Other Grains and Oilseeds

  • Corn +2.50, Soybeans +7.25, Matif canola -3.25
  • Corn, soybeans and products rebounded after heavy post-WASDE selling, helped by bargain hunting and confirmation of strong nearby usage.
  • US corn drew support from relative price competitiveness versus other origins, record ethanol production at 1.196m b/d, and steady export interest, including reported sales to South Korea.
  • Stocks rose alongside output, but usage strength muted the negative read.
  • Attention turns to CONAB, where Brazil’s corn crop is expected to be revised higher toward 139.9m tons, and to US export sales expectations near 1m tons following last week’s marketing-year low.
  • Soybeans held gains with early support from bean oil and later from meal, though crush margins eased.
  • Brazil remains the dominant theme, with CONAB likely to lift soybean output to around 179.2m tons and January exports tracking toward record levels despite the harvest only just beginning.
  • China’s 2025 soybean imports hit a record 111.8m tons, reinforcing demand resilience, though near-term price outlook remains capped unless South American weather deteriorates later in Jan/Feb.
  • In vegoils, Indonesia’s decision to stick with B40 biodiesel eased supply concerns, pressuring palm oil and spilling into broader oilseed sentiment.

 

Macro

  • Aud 0.6684, Dow -104.21, Crude +1.16
  • Macro remains a key overlay for ag markets, with risk assets generally supported but volatility elevated.
  • US data showed healthy consumption momentum, with November retail sales up 0.6% m/m and control group sales pointing to solid Q4 growth, while PPI indicated no meaningful pipeline inflation pressure.
  • Fed commentary leaned cautiously dovish, with officials expressing optimism that inflation is tracking toward 2% on a run-rate basis and suggesting scope for modest rate adjustments later in the year, alongside comments that deregulation could lift productivity and weigh on prices.
  • Equity markets absorbed the data positively, while energy was choppy amid geopolitical uncertainty.
  • Iran remained a central risk point, with warnings around retaliation against US bases in the region and implications for shipping, insurance, and trade flows, even as late headlines hinted at reduced immediate escalation.
  • Trade policy uncertainty also lingered, with tariffs, USMCA rhetoric, and global trade balances feeding into the broader risk narrative.

Local

  • Bids were stronger in the west yesterday, with canola pushing back towards the $800 level, bid $795; APW was $320 and strength in barley continued, trading around $320.
  • Through the east, bids were $15 higher for canola around $750, wheat was $325 and barley $305 track Geelong.
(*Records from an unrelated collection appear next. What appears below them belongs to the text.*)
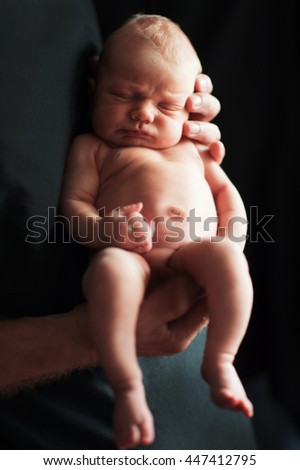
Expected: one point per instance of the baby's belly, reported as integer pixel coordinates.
(177, 201)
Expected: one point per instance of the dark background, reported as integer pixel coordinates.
(248, 48)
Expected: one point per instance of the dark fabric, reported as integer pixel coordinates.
(45, 46)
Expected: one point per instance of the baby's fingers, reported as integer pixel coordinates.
(131, 208)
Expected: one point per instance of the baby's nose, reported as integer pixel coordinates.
(143, 113)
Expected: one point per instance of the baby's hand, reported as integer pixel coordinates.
(128, 229)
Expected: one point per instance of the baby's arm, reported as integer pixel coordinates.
(232, 217)
(80, 187)
(121, 227)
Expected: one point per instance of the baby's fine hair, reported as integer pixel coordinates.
(165, 36)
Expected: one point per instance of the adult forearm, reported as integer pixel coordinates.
(34, 350)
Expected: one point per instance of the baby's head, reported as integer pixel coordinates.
(146, 72)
There are still a few small wheat shorts out there, with prompt ASW bid $345–350 into Geelong/Melbourne as grower liquidity remains slow.
  • Lentils have rallied $30–40 from recent lows, with Indian buyers re-engaging and bulk shipments now looking to be filled. Weather concerns in Indian lentil regions and the absence of tariffs have buyers back in the market for Australian pulses.
  • Interesting to note: Wool passed-in rates have collapsed to sub-1% at the first 2026 auctions as tight Merino supply and steady Chinese demand pushed prices sharply higher, with Merino clips jumping 80–100c/kg and low pipeline stocks now clearly underpinning the market.